Eine Kommentierung von Miro Dangubic / Marco Mignoli

Herausgegeben von Maria Ludwiczak Glassey / Lukas Staffler

defriten

I. Allgemein

1Die Verfahrensbestimmung von Art. 80 IRSG kommt zur Anwendung, nachdem ein Rechtshilfeersuchen direkt oder nach summarischer Prüfung durch das BJ i.S.v. Art. 78 Abs. 2 IRSG bei der zuständigen Ausführungsbehörde eingegangen ist. Abs. 1 verpflichtet die Ausführungsbehörde, das Rechtshilfeersuchen einer Analyse prima facie zu unterziehen. Damit soll sichergestellt werden, dass sämtliche Rechtshilfevoraussetzungen erfüllt sind, bevor Rechtshilfehandlungen angeordnet werden, die in die Rechte der Betroffenen eingreifen können.

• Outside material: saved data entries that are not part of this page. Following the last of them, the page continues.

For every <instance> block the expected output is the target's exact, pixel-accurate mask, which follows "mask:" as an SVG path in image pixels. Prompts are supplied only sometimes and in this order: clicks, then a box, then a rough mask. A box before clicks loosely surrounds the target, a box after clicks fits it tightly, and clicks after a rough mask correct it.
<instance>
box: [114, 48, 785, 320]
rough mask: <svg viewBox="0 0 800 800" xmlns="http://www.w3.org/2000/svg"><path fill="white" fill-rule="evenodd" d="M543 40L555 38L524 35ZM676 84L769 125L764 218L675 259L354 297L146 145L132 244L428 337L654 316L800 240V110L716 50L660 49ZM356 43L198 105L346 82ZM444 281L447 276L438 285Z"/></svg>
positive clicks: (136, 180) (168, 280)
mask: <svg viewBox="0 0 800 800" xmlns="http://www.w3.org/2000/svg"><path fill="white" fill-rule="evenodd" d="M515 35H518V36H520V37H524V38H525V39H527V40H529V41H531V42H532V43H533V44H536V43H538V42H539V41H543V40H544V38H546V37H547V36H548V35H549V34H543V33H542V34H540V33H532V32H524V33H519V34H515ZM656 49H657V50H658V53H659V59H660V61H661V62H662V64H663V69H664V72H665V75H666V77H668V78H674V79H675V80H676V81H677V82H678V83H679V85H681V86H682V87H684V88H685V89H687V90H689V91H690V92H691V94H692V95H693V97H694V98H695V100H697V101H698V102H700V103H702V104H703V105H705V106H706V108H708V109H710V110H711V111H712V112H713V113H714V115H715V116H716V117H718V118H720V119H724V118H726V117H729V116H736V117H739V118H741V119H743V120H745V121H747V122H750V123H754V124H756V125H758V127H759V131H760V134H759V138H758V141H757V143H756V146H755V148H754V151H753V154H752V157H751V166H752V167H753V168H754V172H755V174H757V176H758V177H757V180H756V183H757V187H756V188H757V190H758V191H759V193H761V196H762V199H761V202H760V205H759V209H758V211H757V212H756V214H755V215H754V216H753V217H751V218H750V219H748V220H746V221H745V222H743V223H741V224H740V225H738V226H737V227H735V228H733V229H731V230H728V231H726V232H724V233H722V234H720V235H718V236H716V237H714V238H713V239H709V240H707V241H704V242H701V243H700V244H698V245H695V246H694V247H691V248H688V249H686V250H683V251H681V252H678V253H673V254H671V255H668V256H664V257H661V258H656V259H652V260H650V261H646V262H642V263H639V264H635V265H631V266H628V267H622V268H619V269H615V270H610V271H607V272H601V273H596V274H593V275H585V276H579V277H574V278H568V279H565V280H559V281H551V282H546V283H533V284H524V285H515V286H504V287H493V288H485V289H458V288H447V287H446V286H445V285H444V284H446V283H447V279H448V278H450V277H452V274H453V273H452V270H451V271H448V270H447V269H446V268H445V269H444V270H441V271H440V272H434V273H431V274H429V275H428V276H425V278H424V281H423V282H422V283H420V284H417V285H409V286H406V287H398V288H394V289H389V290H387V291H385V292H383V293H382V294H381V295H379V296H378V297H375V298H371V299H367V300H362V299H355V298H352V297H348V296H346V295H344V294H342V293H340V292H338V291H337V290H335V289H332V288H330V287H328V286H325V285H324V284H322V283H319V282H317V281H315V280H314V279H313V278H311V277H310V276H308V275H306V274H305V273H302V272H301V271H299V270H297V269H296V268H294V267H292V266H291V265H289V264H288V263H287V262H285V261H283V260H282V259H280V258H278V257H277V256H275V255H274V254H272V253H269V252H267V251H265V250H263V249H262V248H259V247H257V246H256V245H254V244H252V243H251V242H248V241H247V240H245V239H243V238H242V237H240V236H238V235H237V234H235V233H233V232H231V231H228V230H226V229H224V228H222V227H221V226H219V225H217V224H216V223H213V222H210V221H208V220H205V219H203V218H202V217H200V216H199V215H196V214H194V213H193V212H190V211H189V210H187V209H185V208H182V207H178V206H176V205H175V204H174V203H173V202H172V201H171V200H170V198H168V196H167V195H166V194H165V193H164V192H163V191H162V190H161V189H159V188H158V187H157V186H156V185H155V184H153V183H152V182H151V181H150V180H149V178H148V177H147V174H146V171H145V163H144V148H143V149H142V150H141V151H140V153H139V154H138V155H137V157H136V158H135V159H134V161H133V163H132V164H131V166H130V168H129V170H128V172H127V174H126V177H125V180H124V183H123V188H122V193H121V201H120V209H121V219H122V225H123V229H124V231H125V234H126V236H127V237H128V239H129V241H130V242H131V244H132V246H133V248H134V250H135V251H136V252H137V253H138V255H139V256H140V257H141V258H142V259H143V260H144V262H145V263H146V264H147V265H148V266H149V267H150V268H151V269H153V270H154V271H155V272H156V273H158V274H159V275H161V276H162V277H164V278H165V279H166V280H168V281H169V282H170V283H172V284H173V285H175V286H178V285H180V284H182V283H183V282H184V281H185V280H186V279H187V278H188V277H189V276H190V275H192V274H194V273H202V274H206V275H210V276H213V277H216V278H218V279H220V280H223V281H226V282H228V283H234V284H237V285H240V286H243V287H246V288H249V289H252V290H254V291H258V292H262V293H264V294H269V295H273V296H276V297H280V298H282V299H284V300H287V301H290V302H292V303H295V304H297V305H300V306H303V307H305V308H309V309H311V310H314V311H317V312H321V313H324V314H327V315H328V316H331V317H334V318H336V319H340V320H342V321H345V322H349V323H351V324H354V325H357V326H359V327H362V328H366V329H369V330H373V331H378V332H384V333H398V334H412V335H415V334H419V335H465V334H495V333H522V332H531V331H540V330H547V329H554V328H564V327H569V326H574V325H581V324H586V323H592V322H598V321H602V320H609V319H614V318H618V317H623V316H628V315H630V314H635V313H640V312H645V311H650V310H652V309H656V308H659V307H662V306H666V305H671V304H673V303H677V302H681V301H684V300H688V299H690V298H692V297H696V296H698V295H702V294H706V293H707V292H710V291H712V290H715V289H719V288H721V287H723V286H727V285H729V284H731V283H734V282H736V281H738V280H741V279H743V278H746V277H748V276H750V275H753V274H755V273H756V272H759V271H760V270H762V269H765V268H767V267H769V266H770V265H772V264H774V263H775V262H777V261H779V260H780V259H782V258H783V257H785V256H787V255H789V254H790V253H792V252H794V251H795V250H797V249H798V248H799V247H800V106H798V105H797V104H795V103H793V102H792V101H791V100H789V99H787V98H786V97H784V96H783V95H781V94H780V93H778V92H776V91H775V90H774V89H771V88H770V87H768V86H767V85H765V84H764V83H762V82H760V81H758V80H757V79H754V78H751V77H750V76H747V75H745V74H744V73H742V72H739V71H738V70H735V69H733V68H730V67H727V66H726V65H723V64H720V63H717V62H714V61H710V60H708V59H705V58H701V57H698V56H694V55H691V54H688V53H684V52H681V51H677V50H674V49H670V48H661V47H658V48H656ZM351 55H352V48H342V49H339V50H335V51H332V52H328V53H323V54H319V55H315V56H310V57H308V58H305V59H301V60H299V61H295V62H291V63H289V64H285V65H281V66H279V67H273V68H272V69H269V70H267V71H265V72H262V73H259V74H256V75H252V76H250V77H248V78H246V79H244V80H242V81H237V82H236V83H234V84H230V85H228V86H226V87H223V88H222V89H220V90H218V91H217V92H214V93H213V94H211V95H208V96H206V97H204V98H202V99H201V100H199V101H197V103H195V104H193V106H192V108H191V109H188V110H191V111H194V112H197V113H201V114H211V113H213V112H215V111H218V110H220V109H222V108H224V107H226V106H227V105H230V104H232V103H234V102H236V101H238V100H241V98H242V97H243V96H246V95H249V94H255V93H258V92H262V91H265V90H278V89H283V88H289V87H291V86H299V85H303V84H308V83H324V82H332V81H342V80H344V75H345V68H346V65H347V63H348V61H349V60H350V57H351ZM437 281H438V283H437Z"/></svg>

Abs. 2 bestimmt das Vorgehen bei unzulänglichen Rechtshilfeersuchen.

2Normadressatin von Art. 80 IRSG ist diejenige Behörde, die das Rechtshilfeverfahren leitet. In der Praxis sind dies insbesondere kantonale Staatsanwaltschaften (Art. 55 Abs. 1 StPO), die Bundesanwaltschaft bzw. Verwaltungsstrafbehörden (Art. 17 Abs. 4 und Art. 79 Abs. 2 IRSG) sowie das BJ in den Fällen nach Art. 79a IRSG.

3Für den Rechtshilfeverkehr mit den USA enthält Art. 10 BG-RVUS eine ähnliche Regelung.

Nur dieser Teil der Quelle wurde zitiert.